Character specifying the summary to return. Options are:

  • "edge": average concordance of each tree split across all characters;

  • "char": concordance of each character averaged over all splits, weighted by each character's information content;

  • "tree": an overall tree‑level concordance score;

  • "all": a full array of MI components and normalized values for every split–character pair.

Matching is case‑insensitive and partial.

normalize

Controls how the expected mutual information (the zero point of the scale) is determined.

  • FALSE: no chance correction; MI is scaled only by its maximum.

  • TRUE: subtract the analytical expected MI for random association.

  • <integer>: subtract an empirical expected MI estimated from that number of random trees.

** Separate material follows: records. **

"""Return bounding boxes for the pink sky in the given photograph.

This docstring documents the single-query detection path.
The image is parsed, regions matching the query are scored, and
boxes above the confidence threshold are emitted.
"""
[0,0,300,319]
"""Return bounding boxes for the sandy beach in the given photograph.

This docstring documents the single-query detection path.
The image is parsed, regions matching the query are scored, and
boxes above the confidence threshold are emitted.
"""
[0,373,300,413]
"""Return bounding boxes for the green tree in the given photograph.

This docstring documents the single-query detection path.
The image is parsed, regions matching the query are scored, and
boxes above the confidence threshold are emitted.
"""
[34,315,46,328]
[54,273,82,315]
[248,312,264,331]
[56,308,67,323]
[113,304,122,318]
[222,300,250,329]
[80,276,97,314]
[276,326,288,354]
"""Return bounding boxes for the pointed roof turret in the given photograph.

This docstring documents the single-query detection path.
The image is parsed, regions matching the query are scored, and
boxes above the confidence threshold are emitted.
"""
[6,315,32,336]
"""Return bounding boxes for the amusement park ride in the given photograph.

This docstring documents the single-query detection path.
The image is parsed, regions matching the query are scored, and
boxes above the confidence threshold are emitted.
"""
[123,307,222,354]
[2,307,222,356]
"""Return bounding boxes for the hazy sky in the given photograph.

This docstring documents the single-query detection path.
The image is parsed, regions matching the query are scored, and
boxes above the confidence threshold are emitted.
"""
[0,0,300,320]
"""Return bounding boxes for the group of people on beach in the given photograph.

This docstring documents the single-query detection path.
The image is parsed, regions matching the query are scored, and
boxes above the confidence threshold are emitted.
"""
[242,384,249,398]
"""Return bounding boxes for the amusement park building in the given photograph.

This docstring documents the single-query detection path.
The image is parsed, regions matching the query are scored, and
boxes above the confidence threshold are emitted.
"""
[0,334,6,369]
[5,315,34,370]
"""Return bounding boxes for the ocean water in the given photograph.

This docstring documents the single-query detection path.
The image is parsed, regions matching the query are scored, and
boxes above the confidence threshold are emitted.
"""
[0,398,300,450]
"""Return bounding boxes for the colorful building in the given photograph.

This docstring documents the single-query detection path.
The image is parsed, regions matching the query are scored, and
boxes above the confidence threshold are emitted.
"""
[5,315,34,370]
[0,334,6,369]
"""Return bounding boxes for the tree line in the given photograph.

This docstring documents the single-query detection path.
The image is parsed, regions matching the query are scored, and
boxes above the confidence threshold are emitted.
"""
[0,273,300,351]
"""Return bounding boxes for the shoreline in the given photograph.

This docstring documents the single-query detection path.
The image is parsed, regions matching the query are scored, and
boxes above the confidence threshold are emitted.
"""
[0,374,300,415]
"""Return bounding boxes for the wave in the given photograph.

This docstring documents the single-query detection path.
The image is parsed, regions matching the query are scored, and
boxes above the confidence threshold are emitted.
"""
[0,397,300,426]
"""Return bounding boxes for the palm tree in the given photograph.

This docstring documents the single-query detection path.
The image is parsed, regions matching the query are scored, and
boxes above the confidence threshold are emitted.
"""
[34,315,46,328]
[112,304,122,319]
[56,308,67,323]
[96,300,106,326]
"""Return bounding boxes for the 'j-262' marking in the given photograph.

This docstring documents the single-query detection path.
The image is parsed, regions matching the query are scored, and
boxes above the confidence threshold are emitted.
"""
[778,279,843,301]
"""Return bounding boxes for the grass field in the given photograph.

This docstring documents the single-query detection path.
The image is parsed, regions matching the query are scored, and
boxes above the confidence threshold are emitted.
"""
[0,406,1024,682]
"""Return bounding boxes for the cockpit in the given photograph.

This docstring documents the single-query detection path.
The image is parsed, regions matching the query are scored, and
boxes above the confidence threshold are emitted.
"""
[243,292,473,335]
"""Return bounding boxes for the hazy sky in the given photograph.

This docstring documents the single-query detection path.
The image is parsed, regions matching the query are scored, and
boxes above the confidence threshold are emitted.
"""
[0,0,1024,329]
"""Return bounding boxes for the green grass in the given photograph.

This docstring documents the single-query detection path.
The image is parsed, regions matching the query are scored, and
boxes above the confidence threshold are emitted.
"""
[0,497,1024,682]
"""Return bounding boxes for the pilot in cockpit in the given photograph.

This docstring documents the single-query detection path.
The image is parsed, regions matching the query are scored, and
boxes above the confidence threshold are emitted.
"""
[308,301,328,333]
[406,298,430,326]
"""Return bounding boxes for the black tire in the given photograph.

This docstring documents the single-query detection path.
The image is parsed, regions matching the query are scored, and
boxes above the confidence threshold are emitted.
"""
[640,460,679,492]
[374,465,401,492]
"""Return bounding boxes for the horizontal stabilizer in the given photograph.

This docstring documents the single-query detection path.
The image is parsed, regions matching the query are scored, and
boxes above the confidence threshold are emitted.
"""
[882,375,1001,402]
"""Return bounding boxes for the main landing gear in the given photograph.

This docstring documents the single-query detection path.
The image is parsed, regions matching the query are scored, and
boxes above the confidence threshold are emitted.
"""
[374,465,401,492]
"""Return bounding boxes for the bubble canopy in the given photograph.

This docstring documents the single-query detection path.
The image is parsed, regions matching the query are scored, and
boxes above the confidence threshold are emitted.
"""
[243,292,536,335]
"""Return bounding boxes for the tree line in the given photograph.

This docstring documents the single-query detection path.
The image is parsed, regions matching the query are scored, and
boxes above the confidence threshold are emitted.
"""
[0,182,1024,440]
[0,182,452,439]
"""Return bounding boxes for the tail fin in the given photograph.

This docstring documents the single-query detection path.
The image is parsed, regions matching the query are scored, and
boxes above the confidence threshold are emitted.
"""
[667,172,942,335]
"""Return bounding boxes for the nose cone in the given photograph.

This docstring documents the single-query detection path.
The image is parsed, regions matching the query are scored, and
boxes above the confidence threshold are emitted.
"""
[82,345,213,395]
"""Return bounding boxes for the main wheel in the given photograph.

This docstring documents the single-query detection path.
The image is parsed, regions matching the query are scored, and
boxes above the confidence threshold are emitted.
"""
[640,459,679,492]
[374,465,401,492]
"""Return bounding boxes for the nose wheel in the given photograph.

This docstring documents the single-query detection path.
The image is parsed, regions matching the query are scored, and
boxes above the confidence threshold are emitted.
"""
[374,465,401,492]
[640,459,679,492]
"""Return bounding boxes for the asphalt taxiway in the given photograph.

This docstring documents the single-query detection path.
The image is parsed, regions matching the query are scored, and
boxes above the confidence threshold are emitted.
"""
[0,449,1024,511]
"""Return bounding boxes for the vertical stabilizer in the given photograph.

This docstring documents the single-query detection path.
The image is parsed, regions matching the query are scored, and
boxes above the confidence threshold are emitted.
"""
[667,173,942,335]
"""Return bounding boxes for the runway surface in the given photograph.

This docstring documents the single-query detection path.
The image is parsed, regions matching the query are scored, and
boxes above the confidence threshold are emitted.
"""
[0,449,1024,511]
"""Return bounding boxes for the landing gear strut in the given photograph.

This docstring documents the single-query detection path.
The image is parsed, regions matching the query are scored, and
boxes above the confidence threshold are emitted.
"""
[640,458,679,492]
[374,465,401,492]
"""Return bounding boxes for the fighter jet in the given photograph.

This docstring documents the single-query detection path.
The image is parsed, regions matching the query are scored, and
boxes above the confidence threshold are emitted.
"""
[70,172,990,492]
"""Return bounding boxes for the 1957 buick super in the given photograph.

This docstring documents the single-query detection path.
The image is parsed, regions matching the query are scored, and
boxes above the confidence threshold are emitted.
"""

In all cases, 1 corresponds to the maximal attainable MI for the pair (hBest), and 0 corresponds to the chosen expectation.

weight

Logical specifying whether to weight sites according to the number of quartets they are decisive for.

Value

ClusteringConcordance(return = "all") returns a 3D array where each slice corresponds to a character (site), each column to a tree split, and each row to a different information measure. The normalized row gives the normalized mutual information between each split-character pair, scaled so that 1.0 corresponds to hBest (the theoretical maximum mutual information, being the minimum of hSplit and hChar) and 0.0 corresponds to miRand (the expected mutual information under random association). hSplit gives the entropy (information content) of each split's bipartition; hChar gives the entropy of each character's state distribution; hJoint gives the joint entropy of the split-character confusion matrix; mi gives the raw mutual information; and n records the number of informative observations. Negative normalized values indicate observed mutual information below random expectation. NA is returned when hBest = 0 (no information potential).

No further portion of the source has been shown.